Parsing sequences from a FASTA file in python


I have a text file:

>name_1  
data_1  
>name_2  
data_2  
>name_3  
data_3  
>name_4    
data_4  
>name_5  
data_5  

I want to store header (name_1, name_2....) in one list and data (data_1, data_2....) in another list in a Python program.

def parse_fasta_file(fasta):
    desc=[]    
    seq=[]    
    seq_strings = fasta.strip().split('>')  
    for s in seq_strings:  
        if len(s):  
            sects = s.split()  
            k = sects[0]  
            v = ''.join(sects[1:])  
    desc.append(k)  
    seq.append(v)    

  for l in sys.stdin:  
  data = open('D:\python\input.txt').read().strip()  
  parse_fasta_file(data)
  print seq   

this is my code which i have tried but i am not able to get the answer.


Solution

  • The most fundamental error is trying to access a variable outside of its scope.

    def function (stuff):
        seq = whatever
    
    function('data')
    print seq   ############ error
    

    You cannot access seq outside of function.
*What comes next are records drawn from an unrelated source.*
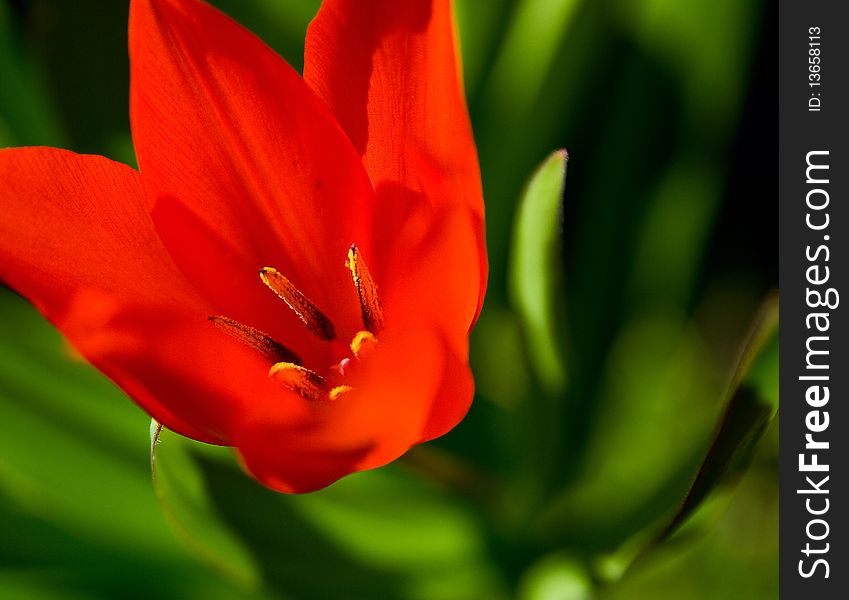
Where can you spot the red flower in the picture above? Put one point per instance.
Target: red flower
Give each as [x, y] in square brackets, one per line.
[296, 265]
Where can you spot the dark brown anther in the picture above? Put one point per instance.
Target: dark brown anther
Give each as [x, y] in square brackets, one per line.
[270, 348]
[308, 384]
[309, 313]
[366, 290]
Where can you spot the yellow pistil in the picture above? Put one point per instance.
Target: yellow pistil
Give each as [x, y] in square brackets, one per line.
[309, 313]
[366, 290]
[301, 380]
[339, 390]
[256, 340]
[363, 343]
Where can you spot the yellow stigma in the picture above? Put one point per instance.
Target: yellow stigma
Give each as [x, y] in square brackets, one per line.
[300, 380]
[309, 313]
[363, 343]
[338, 391]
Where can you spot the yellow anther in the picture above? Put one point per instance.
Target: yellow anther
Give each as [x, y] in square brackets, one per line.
[308, 384]
[256, 340]
[309, 313]
[339, 390]
[363, 343]
[366, 290]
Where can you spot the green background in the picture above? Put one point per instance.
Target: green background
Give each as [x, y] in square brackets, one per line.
[612, 327]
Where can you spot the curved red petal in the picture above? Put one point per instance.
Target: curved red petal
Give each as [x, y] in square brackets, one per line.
[76, 239]
[390, 73]
[243, 166]
[183, 371]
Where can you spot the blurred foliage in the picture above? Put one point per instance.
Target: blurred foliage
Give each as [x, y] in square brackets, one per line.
[604, 363]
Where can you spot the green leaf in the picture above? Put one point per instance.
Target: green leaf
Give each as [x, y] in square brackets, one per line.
[77, 512]
[181, 490]
[381, 534]
[535, 270]
[746, 418]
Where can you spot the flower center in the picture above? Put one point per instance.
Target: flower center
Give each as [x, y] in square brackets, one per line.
[287, 367]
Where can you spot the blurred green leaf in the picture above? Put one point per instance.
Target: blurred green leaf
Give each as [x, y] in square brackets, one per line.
[383, 533]
[535, 270]
[77, 509]
[181, 490]
[26, 113]
[728, 549]
[656, 409]
[744, 422]
[556, 577]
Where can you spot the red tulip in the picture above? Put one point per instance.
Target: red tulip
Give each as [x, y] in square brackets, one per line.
[296, 265]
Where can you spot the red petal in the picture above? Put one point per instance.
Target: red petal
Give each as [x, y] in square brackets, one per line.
[374, 424]
[76, 239]
[390, 73]
[243, 166]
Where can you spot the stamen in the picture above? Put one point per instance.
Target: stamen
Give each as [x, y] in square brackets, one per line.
[256, 340]
[309, 313]
[308, 384]
[366, 290]
[339, 390]
[363, 343]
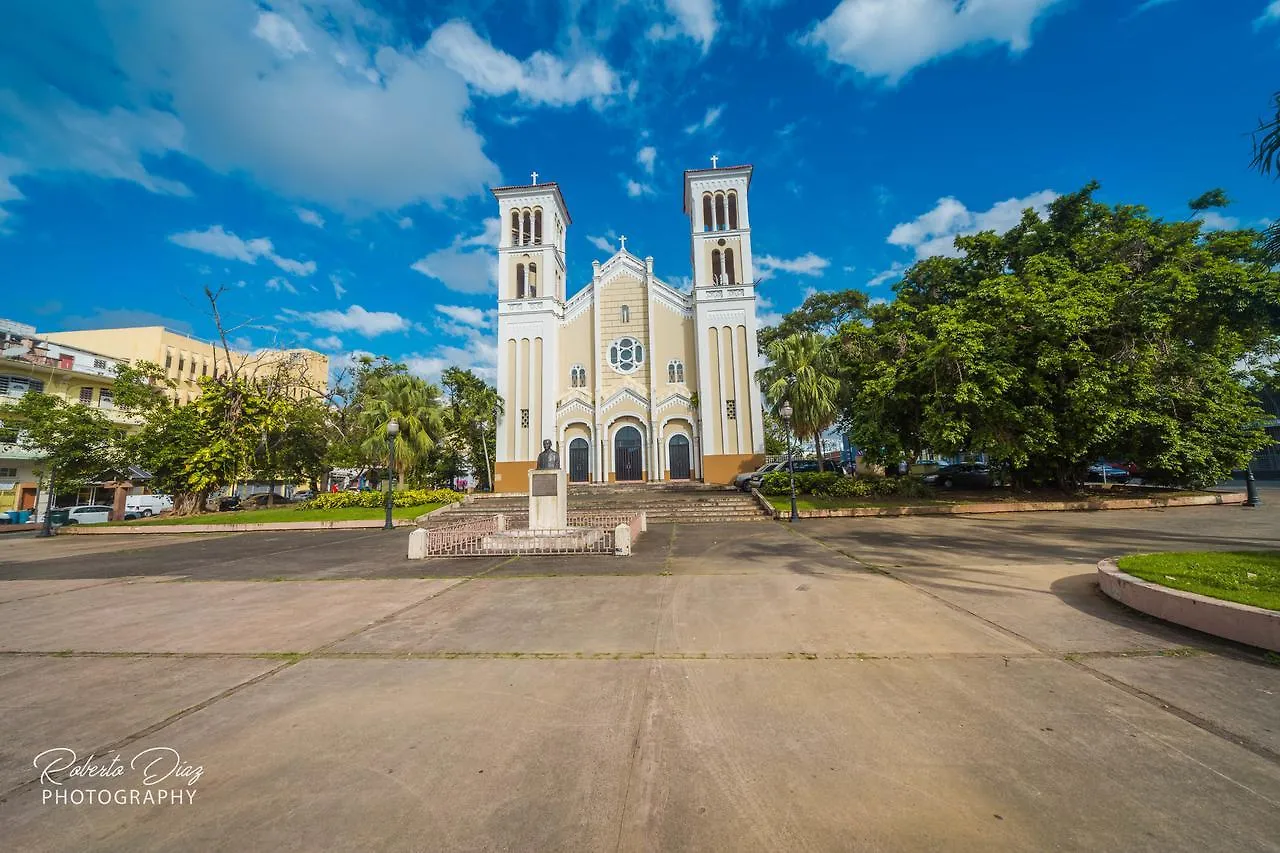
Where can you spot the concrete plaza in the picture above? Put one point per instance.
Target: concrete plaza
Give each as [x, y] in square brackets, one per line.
[862, 684]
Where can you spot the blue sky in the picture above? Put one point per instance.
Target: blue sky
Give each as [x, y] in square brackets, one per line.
[328, 162]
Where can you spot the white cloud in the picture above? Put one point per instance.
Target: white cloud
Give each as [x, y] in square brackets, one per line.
[886, 39]
[279, 283]
[807, 264]
[1214, 220]
[693, 18]
[542, 78]
[891, 273]
[607, 243]
[635, 188]
[328, 342]
[469, 264]
[280, 33]
[465, 314]
[647, 156]
[935, 232]
[353, 319]
[346, 114]
[707, 121]
[223, 243]
[310, 217]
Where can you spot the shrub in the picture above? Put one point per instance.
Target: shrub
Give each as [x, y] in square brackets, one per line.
[374, 500]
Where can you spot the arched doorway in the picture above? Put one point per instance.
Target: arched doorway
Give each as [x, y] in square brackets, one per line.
[679, 456]
[627, 455]
[579, 461]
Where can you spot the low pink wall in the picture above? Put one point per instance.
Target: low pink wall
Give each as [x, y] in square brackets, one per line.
[1225, 619]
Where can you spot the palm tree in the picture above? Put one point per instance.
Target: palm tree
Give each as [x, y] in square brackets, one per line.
[1266, 159]
[411, 401]
[803, 370]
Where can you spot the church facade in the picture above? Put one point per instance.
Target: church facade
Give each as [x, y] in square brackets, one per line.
[630, 378]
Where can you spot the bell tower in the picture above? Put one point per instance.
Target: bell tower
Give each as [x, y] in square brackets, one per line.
[730, 405]
[531, 283]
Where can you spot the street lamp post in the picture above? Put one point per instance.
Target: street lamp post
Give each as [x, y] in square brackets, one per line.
[392, 432]
[1251, 488]
[786, 411]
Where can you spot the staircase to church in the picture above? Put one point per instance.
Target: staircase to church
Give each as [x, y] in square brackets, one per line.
[688, 503]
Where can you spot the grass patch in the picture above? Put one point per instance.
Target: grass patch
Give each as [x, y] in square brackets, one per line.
[291, 514]
[1243, 576]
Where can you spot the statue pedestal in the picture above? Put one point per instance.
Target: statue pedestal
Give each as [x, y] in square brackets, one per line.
[548, 500]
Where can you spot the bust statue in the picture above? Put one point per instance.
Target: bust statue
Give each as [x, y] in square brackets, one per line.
[548, 460]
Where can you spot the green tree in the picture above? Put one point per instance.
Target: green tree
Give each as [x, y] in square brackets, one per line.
[77, 443]
[1095, 331]
[803, 372]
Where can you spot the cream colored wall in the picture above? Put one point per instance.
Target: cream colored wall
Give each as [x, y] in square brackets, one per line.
[621, 291]
[576, 346]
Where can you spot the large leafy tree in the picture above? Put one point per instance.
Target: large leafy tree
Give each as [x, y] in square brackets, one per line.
[1093, 331]
[801, 370]
[77, 443]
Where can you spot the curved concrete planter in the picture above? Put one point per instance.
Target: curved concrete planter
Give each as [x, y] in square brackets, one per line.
[1025, 506]
[1225, 619]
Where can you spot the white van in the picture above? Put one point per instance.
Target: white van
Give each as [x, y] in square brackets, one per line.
[147, 505]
The usual way to do this is to have function return a value, and capture it in a variable within the caller.

    def function (stuff):
        seq = whatever
        return seq
    
    s = function('data')
    print s
    

    (I have deliberately used different variable names inside the function and outside. Inside function you cannot access s or data, and outside, you cannot access stuff or seq. Incidentally, it would be quite okay, but confusing to a beginner, to use a different variable with the same name seq in the mainline code.)

    With that out of the way, we can attempt to write a function which returns a list of sequences and a list of descriptions for them.
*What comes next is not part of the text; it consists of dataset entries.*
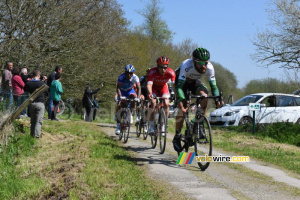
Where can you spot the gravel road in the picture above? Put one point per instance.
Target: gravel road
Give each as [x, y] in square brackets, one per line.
[253, 180]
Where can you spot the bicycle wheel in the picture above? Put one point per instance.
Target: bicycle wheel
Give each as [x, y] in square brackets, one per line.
[154, 136]
[138, 125]
[122, 124]
[203, 141]
[138, 129]
[127, 125]
[145, 124]
[162, 130]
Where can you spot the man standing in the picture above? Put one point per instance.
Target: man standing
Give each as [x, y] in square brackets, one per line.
[95, 106]
[56, 91]
[24, 74]
[37, 107]
[6, 84]
[51, 78]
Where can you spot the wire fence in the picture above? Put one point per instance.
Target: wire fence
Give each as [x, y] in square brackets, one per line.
[10, 102]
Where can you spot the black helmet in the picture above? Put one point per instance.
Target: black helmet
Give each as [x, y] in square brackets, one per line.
[201, 54]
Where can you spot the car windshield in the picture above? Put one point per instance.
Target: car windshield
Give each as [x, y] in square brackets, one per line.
[246, 100]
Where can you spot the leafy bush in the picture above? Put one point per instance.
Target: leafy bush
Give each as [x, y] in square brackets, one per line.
[283, 132]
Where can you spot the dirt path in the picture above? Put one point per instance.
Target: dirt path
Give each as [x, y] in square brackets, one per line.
[220, 181]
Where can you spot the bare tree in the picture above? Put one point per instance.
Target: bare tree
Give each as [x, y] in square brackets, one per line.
[156, 28]
[280, 43]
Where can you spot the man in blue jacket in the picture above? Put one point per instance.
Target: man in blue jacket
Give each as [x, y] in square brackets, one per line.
[56, 91]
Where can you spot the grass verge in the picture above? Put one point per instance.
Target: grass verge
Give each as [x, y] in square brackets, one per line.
[73, 160]
[259, 147]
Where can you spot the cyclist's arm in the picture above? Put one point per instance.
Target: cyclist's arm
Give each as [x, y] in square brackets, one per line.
[138, 86]
[149, 88]
[212, 80]
[119, 90]
[180, 93]
[214, 87]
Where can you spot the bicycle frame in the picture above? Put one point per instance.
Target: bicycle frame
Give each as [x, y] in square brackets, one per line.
[199, 131]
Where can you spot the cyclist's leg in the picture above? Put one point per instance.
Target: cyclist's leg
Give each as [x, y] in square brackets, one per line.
[202, 90]
[151, 111]
[165, 94]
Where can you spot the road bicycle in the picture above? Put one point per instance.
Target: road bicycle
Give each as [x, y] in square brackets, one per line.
[143, 126]
[198, 131]
[160, 125]
[125, 116]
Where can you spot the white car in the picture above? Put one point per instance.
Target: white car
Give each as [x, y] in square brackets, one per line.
[274, 107]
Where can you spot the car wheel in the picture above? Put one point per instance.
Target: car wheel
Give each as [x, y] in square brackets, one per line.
[245, 120]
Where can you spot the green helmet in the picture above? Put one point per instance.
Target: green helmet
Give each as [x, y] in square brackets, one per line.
[201, 54]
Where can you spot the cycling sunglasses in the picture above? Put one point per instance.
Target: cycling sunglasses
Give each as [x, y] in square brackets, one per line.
[201, 63]
[162, 67]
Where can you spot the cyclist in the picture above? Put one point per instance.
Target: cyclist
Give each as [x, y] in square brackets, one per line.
[189, 75]
[125, 88]
[143, 81]
[157, 80]
[144, 92]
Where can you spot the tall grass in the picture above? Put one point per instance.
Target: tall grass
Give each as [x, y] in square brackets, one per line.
[11, 184]
[282, 132]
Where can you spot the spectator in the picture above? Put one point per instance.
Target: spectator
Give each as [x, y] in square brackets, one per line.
[56, 91]
[88, 103]
[24, 74]
[95, 106]
[6, 84]
[18, 88]
[37, 107]
[51, 78]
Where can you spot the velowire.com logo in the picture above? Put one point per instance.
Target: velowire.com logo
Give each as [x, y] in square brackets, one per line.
[187, 158]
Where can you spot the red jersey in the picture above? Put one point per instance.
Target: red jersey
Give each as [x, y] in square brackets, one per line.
[159, 80]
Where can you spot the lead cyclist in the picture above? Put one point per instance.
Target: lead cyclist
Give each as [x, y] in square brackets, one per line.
[188, 78]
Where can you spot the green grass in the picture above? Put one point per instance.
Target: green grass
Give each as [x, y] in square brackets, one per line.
[75, 159]
[259, 146]
[12, 183]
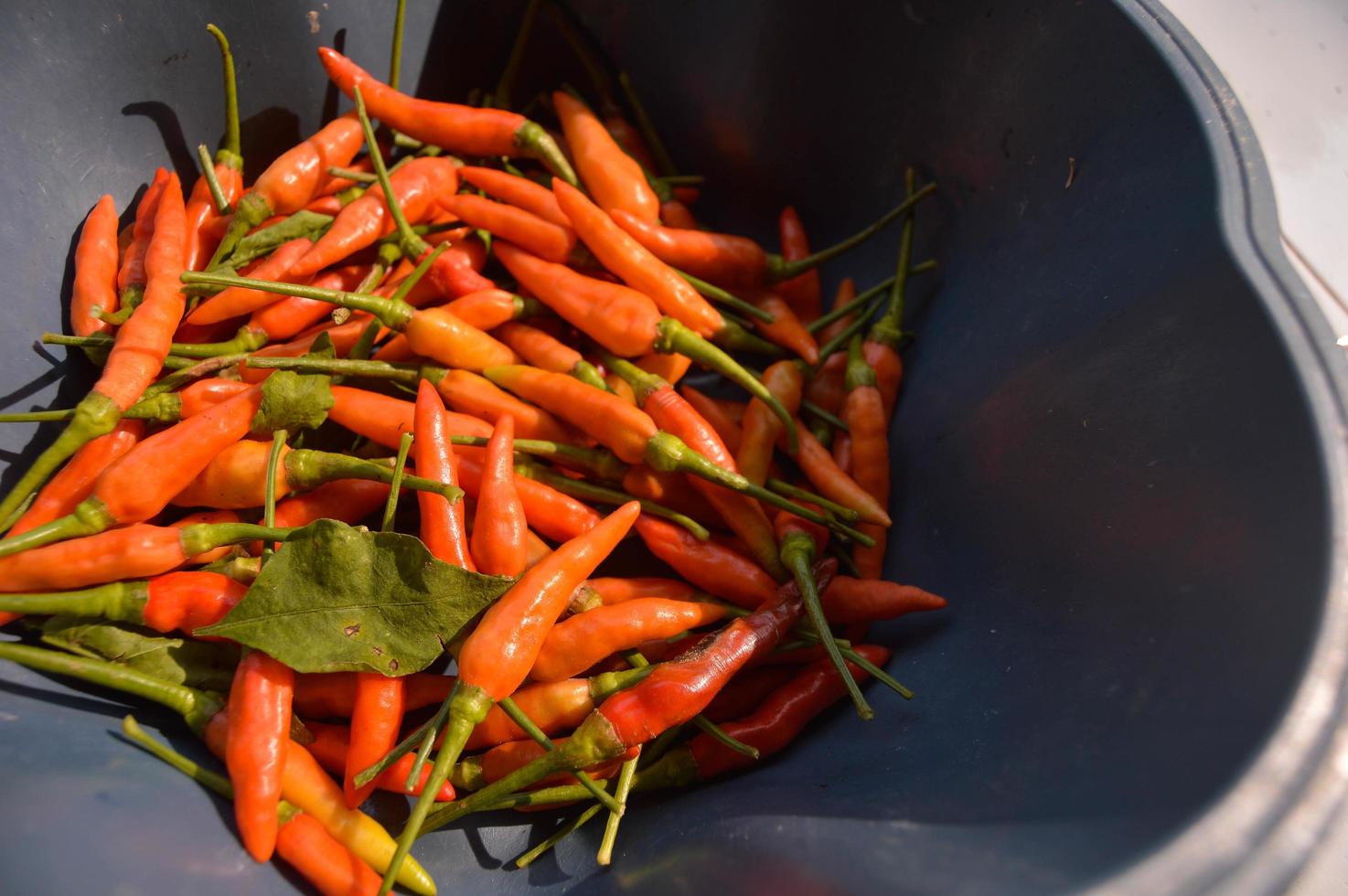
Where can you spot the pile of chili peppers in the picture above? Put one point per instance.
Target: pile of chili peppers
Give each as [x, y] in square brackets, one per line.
[514, 309]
    def parse_fasta (lines):
        descs = []
        seqs = []
        data = ''
        for line in lines:
            if line.startswith('>'):
                if data:   # have collected a sequence, push to seqs
                    seqs.append(data)
                    data = ''
                descs.append(line[1:])  # Trim '>' from beginning
            else:
                data += line.rstrip('\r\n')
        # there will be yet one more to push when we run out
        seqs.append(data)
        return descs, seqs
    

    This isn't particularly elegant, but should get you started. A better design would be to return a list of (description, data) tuples where the description and its data are closely coupled together.

    descriptions, sequences = parse_fasta(open('file', 'r').read().split('\n'))
    

    The sys.stdin loop in your code does not appear to do anything useful.